Арамис произнес эти слова, повернувшись лицом к алькову. Д'Артаньян, который стоял прислонившись к тому же алькову, никак не мог заподозрить, что кто-нибудь может скрываться в нем. Чувство, с которым были сказаны эти слова, их обдуманность, торжественность клятвы — все это окончательно успокоило мушкетера. Он взял Арамиса за обе руки и сердечно пожал их.
Арамис вынес упреки, ни разу не побледнев, но теперь, когда мушкетер расточал ему похвалы, лицо его покраснело. Обмануть д'Артаньяна — это была честь для него, внушить д'Артаньяну доверие — неловко и стыдно.
— Вы уходите? — спросил он, заключая его в объятия, чтобы он не видел его покрывшегося краской лица.
— Да, этого требует служба. Я должен получить пароль на ночь.
— Где же вы будете спать?
— По-видимому, в королевской прихожей. А Портос?
— Берите его с собой, он храпит, как медведь.
— Вот как… Значит, он ночует не с вами? — удивился д'Артаньян.
— Никоим образом, У него где-то есть свое помещение, но, право, не знаю, где.
— Превосходно! — сказал мушкетер, у которого, лишь только его осведомили о том, что оба приятеля живут врозь, исчезли последние подозрения.
Он резко коснулся плеча Портоса. Тот зарычал.
— Пойдемте! — позвал его д'Артаньян.
— А! Д'Артаньян, это вы, дорогой друг! Какими судьбами? Да, да, ведь я на празднестве в Во!
— Ив вашем прекрасном костюме.
— Этот господин Коклеп де Вольер… очень, очень мило с его стороны, верно?
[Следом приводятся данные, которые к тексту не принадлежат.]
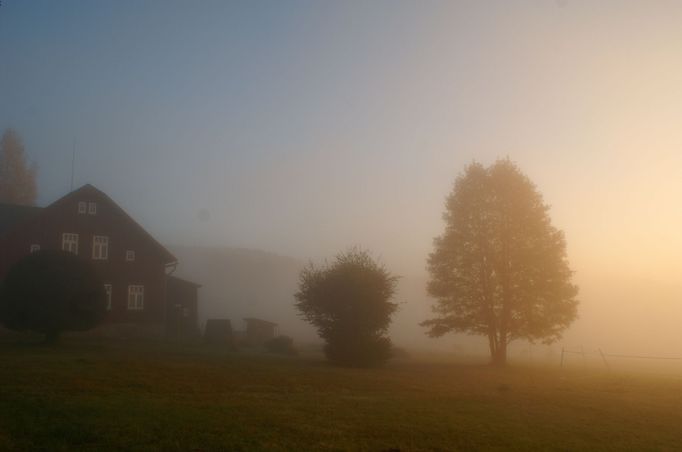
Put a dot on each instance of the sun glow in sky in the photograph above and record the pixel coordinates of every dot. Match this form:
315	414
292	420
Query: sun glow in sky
306	127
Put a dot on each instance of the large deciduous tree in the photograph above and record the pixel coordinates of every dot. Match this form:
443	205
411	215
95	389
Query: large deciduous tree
500	268
349	304
17	177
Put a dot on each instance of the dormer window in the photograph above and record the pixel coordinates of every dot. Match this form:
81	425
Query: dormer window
100	247
70	242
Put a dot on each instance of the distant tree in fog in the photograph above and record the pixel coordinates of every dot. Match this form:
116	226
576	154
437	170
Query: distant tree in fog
17	178
500	267
49	292
349	304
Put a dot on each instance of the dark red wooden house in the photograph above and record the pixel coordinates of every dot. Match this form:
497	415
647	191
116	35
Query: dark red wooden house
133	266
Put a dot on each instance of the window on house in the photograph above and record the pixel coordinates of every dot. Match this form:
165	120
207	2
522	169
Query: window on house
107	291
100	247
70	242
135	298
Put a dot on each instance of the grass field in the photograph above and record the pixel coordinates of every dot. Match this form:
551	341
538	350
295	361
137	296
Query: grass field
113	397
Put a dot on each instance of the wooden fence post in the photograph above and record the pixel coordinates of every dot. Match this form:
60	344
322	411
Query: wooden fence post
562	357
603	357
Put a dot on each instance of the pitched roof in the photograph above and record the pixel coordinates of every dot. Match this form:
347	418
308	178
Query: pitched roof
259	321
167	255
182	281
12	215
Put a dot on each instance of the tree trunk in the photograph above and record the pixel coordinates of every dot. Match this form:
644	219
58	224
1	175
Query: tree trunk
499	358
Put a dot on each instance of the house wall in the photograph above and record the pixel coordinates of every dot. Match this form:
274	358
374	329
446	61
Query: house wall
148	269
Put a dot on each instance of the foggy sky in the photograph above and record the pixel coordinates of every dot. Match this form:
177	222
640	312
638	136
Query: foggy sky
303	128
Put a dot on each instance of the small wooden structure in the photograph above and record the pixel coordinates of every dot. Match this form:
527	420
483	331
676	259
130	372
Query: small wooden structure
259	331
219	332
181	308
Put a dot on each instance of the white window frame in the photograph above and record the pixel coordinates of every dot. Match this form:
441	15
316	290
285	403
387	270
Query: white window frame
135	297
107	290
70	242
100	247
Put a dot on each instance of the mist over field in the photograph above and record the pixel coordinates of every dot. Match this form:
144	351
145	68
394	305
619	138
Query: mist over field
301	131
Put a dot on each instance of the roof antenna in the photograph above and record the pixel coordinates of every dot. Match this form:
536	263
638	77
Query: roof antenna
73	162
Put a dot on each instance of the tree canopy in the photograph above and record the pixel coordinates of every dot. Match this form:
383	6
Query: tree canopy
50	292
349	304
500	268
17	178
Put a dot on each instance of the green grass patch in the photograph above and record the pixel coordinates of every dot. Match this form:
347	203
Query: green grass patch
153	397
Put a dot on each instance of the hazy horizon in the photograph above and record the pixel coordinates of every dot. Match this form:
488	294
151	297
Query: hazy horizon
306	128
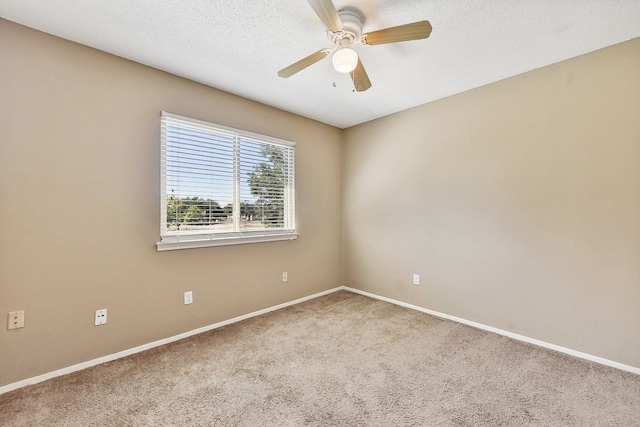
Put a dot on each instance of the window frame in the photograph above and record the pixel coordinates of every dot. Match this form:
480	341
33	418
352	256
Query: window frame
238	236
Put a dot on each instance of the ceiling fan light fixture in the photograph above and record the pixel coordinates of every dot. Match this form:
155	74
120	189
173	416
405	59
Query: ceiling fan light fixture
345	60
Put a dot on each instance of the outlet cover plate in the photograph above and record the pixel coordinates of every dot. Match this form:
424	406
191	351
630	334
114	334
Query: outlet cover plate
16	319
101	317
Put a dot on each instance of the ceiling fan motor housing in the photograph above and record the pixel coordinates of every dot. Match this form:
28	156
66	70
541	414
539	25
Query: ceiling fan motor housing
352	21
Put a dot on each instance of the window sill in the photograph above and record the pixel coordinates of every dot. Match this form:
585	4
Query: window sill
222	241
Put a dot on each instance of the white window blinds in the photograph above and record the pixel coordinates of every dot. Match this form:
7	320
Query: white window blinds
223	186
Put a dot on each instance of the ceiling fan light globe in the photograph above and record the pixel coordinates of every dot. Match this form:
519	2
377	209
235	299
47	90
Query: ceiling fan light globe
345	60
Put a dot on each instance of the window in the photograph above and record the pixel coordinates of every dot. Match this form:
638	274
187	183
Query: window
222	186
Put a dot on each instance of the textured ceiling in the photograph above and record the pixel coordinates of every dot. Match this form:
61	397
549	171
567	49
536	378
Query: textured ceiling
239	46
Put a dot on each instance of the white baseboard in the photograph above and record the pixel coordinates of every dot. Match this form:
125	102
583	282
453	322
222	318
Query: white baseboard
518	337
134	350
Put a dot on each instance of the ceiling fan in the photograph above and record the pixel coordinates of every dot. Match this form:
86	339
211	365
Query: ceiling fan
344	30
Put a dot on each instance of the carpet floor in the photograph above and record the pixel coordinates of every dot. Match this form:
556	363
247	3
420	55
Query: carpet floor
338	360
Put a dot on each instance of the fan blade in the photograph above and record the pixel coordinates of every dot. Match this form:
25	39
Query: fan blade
328	14
360	78
401	33
303	63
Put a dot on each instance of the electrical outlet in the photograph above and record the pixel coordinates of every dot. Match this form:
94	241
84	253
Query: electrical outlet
188	297
16	319
101	317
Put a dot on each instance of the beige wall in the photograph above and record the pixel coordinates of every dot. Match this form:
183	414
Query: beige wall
79	210
518	203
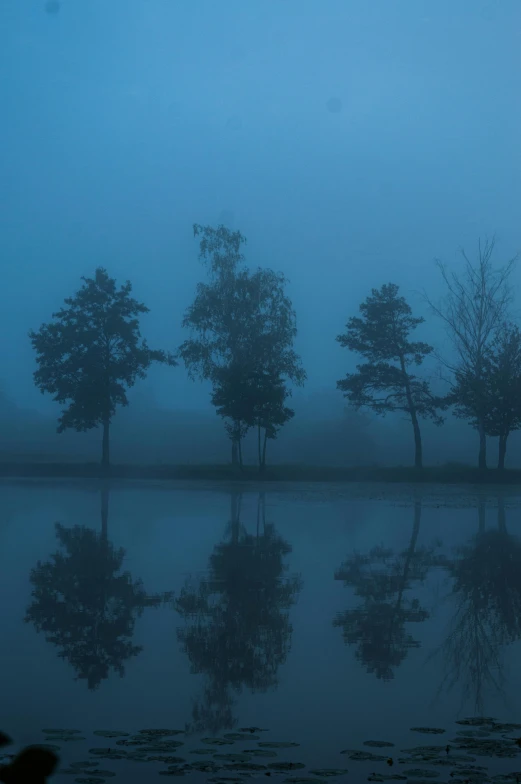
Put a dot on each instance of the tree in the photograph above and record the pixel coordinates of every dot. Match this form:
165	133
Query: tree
85	605
91	353
384	383
503	387
382	579
474	308
243	326
237	628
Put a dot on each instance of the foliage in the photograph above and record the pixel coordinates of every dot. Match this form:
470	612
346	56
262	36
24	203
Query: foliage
243	327
381	335
91	352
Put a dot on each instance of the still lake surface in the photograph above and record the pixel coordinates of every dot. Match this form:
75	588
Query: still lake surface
327	615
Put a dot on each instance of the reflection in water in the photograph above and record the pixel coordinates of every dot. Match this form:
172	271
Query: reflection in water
85	605
381	578
487	594
237	629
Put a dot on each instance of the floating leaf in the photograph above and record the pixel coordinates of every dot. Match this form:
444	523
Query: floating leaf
111	733
378	744
278	745
5	740
283	766
90	780
428	730
363	756
252	729
231	757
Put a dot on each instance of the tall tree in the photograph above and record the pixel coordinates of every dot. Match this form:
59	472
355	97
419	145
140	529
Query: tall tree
475	306
384	383
243	326
503	387
91	352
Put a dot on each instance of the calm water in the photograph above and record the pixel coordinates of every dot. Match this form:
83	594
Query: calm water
327	617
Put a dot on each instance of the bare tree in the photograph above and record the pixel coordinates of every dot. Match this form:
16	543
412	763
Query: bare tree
475	306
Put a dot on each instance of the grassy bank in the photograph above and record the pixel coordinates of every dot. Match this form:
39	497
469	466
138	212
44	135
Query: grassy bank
447	474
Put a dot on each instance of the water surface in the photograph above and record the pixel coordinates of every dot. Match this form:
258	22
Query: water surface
329	616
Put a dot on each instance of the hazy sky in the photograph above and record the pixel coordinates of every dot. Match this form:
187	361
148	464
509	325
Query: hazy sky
123	122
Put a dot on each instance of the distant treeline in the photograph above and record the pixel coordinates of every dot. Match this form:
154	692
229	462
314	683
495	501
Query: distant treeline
241	328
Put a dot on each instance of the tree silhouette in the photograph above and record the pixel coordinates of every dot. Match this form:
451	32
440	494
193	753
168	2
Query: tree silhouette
486	589
237	628
377	625
85	605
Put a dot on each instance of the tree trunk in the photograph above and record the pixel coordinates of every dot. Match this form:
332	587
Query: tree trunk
481	515
418	453
239	447
235	454
502	452
482	458
104	512
105	451
501	515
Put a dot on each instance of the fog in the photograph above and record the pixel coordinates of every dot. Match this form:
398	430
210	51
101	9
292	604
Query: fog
352	143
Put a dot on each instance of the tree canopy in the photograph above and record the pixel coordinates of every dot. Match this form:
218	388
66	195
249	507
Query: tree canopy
381	334
92	352
243	326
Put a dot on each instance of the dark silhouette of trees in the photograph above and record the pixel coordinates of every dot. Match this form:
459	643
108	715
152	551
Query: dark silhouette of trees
384	383
243	326
486	592
382	579
85	605
237	629
475	307
91	352
503	387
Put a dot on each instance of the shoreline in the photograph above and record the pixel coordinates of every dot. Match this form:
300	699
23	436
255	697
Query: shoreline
447	474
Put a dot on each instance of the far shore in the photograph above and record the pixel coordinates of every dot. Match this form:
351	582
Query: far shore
446	474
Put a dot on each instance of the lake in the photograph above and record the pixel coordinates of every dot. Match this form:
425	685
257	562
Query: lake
323	615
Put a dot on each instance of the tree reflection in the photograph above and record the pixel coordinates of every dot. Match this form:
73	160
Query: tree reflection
486	590
85	605
378	625
237	629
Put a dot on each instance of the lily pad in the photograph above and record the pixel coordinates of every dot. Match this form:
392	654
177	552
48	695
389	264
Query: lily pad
160	733
252	729
278	744
284	766
303	780
428	730
231	757
90	780
111	733
363	756
476	721
62	732
246	766
378	744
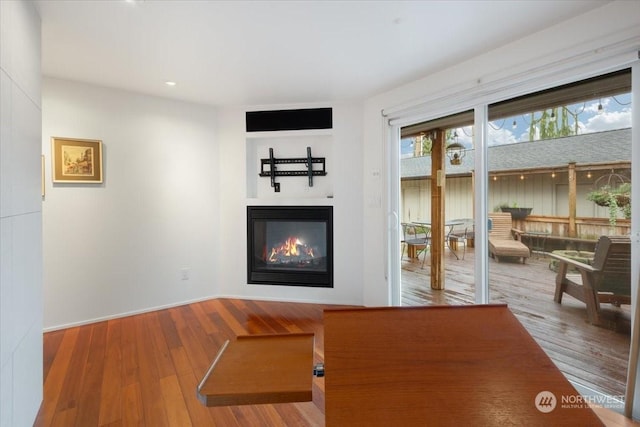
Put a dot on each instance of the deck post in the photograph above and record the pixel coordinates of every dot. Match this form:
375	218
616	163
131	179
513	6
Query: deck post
573	190
437	209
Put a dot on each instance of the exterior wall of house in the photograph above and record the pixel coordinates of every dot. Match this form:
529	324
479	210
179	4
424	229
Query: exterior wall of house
546	194
20	215
560	54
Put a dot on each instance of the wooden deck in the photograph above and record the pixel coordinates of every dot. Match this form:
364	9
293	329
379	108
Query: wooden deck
593	356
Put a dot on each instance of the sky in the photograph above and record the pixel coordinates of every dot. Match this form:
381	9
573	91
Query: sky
615	114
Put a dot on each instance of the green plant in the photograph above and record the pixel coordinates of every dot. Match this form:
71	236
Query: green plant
618	198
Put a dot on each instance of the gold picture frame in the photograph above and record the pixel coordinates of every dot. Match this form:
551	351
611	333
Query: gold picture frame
76	160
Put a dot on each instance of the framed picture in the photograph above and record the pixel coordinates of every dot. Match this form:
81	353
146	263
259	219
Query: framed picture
76	160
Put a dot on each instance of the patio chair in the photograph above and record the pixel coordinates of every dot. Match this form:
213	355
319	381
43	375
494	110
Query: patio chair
417	239
458	236
504	240
606	280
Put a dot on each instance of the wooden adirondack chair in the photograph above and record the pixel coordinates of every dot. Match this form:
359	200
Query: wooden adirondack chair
504	240
606	280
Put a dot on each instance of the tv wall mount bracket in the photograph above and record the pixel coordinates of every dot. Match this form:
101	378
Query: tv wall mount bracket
272	170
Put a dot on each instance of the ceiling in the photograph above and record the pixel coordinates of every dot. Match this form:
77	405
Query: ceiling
278	52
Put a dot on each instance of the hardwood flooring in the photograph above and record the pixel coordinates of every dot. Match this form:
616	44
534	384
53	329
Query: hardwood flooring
144	369
593	356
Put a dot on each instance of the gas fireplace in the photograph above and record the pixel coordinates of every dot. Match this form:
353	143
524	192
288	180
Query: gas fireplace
290	245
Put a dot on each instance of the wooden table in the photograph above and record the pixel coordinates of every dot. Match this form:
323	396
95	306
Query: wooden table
454	365
258	369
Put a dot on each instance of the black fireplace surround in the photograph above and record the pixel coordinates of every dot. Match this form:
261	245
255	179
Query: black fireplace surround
290	245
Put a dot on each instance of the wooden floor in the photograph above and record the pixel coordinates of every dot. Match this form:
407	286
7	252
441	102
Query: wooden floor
144	369
593	356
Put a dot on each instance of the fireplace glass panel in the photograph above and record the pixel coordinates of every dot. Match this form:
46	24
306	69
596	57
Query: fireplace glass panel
290	245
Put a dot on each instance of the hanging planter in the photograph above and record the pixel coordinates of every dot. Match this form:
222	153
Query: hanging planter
515	211
614	198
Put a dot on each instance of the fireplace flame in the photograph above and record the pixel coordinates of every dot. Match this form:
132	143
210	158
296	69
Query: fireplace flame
292	247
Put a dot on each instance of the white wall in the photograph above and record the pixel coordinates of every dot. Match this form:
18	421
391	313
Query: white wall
119	247
586	39
343	182
20	215
174	196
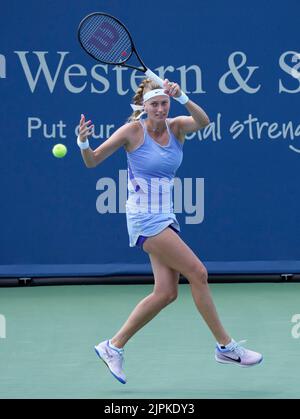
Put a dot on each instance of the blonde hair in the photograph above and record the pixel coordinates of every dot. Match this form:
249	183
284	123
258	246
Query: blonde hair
145	86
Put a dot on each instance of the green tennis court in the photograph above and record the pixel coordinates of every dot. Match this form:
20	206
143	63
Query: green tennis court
51	331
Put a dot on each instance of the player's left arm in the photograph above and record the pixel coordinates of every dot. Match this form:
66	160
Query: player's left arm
187	124
193	123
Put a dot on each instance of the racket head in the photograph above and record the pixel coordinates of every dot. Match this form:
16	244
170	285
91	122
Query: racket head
105	38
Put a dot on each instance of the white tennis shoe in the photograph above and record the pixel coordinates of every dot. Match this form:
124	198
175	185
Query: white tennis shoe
113	358
234	353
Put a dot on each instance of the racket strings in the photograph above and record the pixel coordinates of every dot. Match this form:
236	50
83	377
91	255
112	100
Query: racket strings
106	39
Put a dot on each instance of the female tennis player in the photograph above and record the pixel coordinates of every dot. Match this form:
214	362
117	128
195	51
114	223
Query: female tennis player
154	148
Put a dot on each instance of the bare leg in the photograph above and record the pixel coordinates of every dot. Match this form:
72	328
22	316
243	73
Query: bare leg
173	252
165	291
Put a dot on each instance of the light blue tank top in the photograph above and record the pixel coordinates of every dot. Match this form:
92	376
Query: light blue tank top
151	172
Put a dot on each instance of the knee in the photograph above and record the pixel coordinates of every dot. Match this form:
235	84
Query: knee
197	274
167	298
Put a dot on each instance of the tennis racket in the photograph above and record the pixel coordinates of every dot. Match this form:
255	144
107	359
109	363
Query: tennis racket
107	40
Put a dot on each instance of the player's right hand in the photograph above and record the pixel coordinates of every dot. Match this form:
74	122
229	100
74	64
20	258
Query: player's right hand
85	129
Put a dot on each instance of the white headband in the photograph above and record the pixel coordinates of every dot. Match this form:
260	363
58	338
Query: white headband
153	93
147	96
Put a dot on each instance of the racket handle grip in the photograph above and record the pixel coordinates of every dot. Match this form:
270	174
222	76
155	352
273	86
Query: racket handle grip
154	77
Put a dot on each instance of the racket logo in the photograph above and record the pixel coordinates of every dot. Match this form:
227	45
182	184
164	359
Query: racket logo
105	37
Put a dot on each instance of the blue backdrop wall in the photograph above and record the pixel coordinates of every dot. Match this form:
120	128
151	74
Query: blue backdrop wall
237	193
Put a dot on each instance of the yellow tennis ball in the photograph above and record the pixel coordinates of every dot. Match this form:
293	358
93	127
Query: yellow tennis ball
59	151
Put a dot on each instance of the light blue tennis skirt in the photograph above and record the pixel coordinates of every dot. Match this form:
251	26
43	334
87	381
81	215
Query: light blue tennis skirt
148	225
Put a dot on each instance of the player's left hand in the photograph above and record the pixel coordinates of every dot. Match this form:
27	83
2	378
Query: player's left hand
172	89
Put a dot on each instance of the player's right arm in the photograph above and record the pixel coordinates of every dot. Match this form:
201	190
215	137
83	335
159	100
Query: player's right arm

— Шш! Вы так топаете, что продавите, пожалуй, паркет, — остановил друга Арамис.
— Это правда, — подтвердил д'Артаньян. — Ведь эта комната прямо над куполом.
— Я занял ее отнюдь не в качестве фехтовальной залы, — добавил епископ. — На плафоне королевских покоев изображены прелести сна. Помните, что мой паркет как раз над этим плафоном. Покойной ночи, друзья, через десять минут и я уже буду в постели.
И Арамис выпроводил их, ласково улыбаясь. Но едва они вышли, как он, быстро заперев двери на все замки и задернув шторами окна, позвал:
— Монсеньер, монсеньер!
И тотчас же из алькова, открыв раздвижную дверь, находившуюся возле кровати, вышел Филипп; он усмехнулся:
— Какие, однако же, подозрения у шевалье д'Артаньяна!
— Вы узнали д'Артаньяна?
— Раньше, чем вы обратились к нему по имени, — Это ваш капитан мушкетеров.
— Он мне глубоко предан, — ответил Филипп, делая на слове мне ударение.
— Он верен, как пес, но иногда кусается. Если д'Артаньян не узнает вас, пока не исчезнет другой, можете рассчитывать на д'Артаньяна навеки; если он ничего не увидит собственными глазами, он останется верен; если же увидит чрезмерно поздно, то никогда не признается, что ошибся, ведь он истый гасконец.
— Я так и думал. Чему же мы сейчас отдадим наш досуг?
— Вы займете свой наблюдательный пункт и будете смотреть, как король укладывается в постель, как вы укладываетесь в постель при малом церемониале, предусмотренном этикетом.
— Отлично. Куда же мне сесть?
— Садитесь на складной стул. Я сдвину шашку паркета. Вы будете смотреть сквозь отверстие, которое находится над одним из фальшивых окон, устроенных в куполе королевской спальни. Вы видите?
— Да, вижу Людовика.
И Филипп вздрогнул, как вздрагивают при виде врага.
— Что же он делает?
— Он предлагает сесть возле него какому-то человеку.
— Господину Фуке?
— Нет, нет, погодите.
— Но вспомните заметки, мой принц, портреты!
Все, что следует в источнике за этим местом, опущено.